Menolong sesama, entah mereka tinggalnya dimana
saja apalagi saudara seagama tentu bukan perbuatan yang buruk. Karena
sudah tabiat manusia menjadi makhluk sosial. Akan tetapi menjadi rancu
ketika kemudian karakter sosial dalam bingkai ukhuwah itu di lakukan
dengan cara menabrak sifat sifat alaminya sendiri. Dalam bahasa lain
'merdeka dengan cara menjajah'. Membebaskan satu golongan dengan
menjajah golongan lain. Memperjuangkan sebuah ukhuwah dengan cara
meruntuhkan ukhuwah.
Banyak kasus yang penulis merasa
bahwa semangat ukhuwah itu nyatanya di laksanakan dengan cara berlebihan
tanpa mengkalkulasikan akibat akibat yang mesti di tanggung oleh sebuah
bangsa. Kasus Palestina - Israel misalnya, tidak sedikit yang mendorong
pemerintah Indonesia untuk berpartisipasi lebih luas. Misalnya dengan
cara mengirim kontingen angkatan perang demi membantu perjuangan mereka.
Atau setidaknya negara ikut memfasilitasi, mengkoordinasi, melatih dan
mengirim warganya untuk berjuang bersama saudaranya di tempat lain.

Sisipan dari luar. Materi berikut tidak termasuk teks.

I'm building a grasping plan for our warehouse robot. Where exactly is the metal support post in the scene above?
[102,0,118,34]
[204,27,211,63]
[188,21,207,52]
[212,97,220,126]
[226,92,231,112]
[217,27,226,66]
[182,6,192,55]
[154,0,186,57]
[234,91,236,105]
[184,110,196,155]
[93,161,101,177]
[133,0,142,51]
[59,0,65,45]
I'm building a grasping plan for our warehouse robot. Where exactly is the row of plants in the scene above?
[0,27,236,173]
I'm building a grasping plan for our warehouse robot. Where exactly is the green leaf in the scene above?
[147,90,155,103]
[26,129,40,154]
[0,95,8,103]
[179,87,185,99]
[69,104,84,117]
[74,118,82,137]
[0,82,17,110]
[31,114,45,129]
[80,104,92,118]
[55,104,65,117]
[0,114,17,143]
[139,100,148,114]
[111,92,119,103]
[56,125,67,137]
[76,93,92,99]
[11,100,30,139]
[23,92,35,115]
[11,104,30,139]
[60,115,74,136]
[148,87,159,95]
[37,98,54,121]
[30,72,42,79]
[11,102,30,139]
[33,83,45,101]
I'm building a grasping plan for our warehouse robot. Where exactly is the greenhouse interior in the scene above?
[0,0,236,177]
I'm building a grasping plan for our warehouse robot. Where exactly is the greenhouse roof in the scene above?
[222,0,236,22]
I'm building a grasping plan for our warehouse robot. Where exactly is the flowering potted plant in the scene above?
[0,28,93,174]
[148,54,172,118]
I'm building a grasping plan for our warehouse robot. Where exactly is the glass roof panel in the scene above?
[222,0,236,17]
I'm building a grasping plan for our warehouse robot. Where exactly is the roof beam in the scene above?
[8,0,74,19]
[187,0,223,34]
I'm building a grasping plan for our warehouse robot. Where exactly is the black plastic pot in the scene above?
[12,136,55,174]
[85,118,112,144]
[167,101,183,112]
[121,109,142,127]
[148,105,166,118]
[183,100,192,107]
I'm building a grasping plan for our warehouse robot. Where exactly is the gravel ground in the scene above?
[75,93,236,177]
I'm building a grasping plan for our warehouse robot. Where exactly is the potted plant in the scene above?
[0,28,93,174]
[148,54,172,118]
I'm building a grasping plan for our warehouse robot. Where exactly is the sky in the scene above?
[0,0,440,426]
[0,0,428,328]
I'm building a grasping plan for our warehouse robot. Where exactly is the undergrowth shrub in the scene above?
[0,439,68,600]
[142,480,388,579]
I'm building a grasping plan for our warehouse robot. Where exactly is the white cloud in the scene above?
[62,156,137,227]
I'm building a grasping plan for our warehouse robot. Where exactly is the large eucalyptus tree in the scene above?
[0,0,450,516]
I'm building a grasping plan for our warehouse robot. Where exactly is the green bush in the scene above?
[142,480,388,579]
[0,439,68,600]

Begitu juga dengan kasus Suriah dan Mesir. Sebagian kita berusaha untuk
memaksa pemerintah untuk bersikap tegas dengan memutuskan hubungan
bilateral atau kalau perlu dengan cara yang lebih keras lagi.
Solidaritas
antar umat seagama yang saya pikir terlalu kebablasan. Bayangkan,
dengan kondisi jarak yang demikian jauh, di tambah problematika lain
misalnya mengenai biaya dan segala resikonya, kita secara gegabah
mengirim kontingen perang ke Palestina. Selain tidak efisien,
implikasinya terhadap nasib bangsa tentu tidak kecil. Ekonomi, keamanan
dan stabilitas negara tentu akan menjadi taruhan. Begitu juga dengan
kasus Mesir maupun Suriah. Jika kita secara membabi buta memutuskan
hubungan diplomatik, lalu bagaimana dengan warga kita yang bekerja dan
menuntut ilmu di sana. Bagaimana dengan hubungan dagang yang sudah
terjalin baik dan saling menguntungkan selama ini. Bukankah justru akan
memberi dampak yang lebih membuat bangsa ini menderita ?.
Allah
SWT dalam surat Al Baqarah ayat 190 berfirman, "Berperanglah kalian di
jalan Allah melawan orang orang yang memerangi kalian dan jangan
melampaui batas"
Kalimat 'jangan melampaui batas' ini
kiranya yang wajib kita perhatikan. Ukhuwah islamiyah penting. Tapi
semangat nasionalisme juga penting. Keduanya tidak bisa saling
menafikan. Ada batasan batasan tertentu tentang seberapa jauh kita bisa
berbuat untuk saudara kita di belahan negeri lain yang sudah di tetapkan
oleh agama. Dalam banyak riwayat, nabi seringkali menekankan untuk
menyelesaikan dulu perkara perkara yang ada di sekitar kita sebelum
kemudian berkontribusi untuk dunia luar.
Nabi pernah
melarang seorang sahabat untuk berjihad karena ia lebih di butuhkan oleh
keluarganya. Nabi juga mewanti wanti para mujahid untuk menyelesaikan
dulu hutangnya, memenuhi kebutuhan keluarga dan tetangganya sebelum
berangkat jihad. Dalam bahasa lain, berjuang itu haruslah di mulai dari
lingkungan sekitar. Keluarga, tetangga dan negara. Bahkan jumhur ulama
memberi syarat lain bagi mujahid sebelum berangkat. Yaitu meminta ijin
kepada mereka yang memberi piutang. Artinya, kalaupun kita hendak
melakukan intervensi militer, salah satu yang harus kita penuhi dahulu
adalah meminta ijin pada yang memberi piutang. Dalam skala negara, mau
tidak mau kita harus meminta persetujuan pihak pihak yang menghutangi
kita. Apakah itu IMF, World Bank, Amerika, Jepang atau bahkan mungkin
musuh dari saudara muslim yang akan kita bela. Apakah ini sudah di
lakukan ?
Mari kita simak ucapan manusia agung rasulullah Muhammad SAW di bawah ini :
Suatu
ketika beliau berkhutbah mengenai jihad fii sabilillah. Seorang sahabat
kemudian bertanya, " Ya Rasulullah, bagaimana pendapat anda jika saya
terbunuh di jalan Allah apakah seluruh dosa saya diampuni ?.” Beliau
menjawab,”Ya, jika kamu terbunuh di jalan Allah sedang kamu bersabar
dan mengharap pahala Allah, kamu maju dan tidak melarikan diri.”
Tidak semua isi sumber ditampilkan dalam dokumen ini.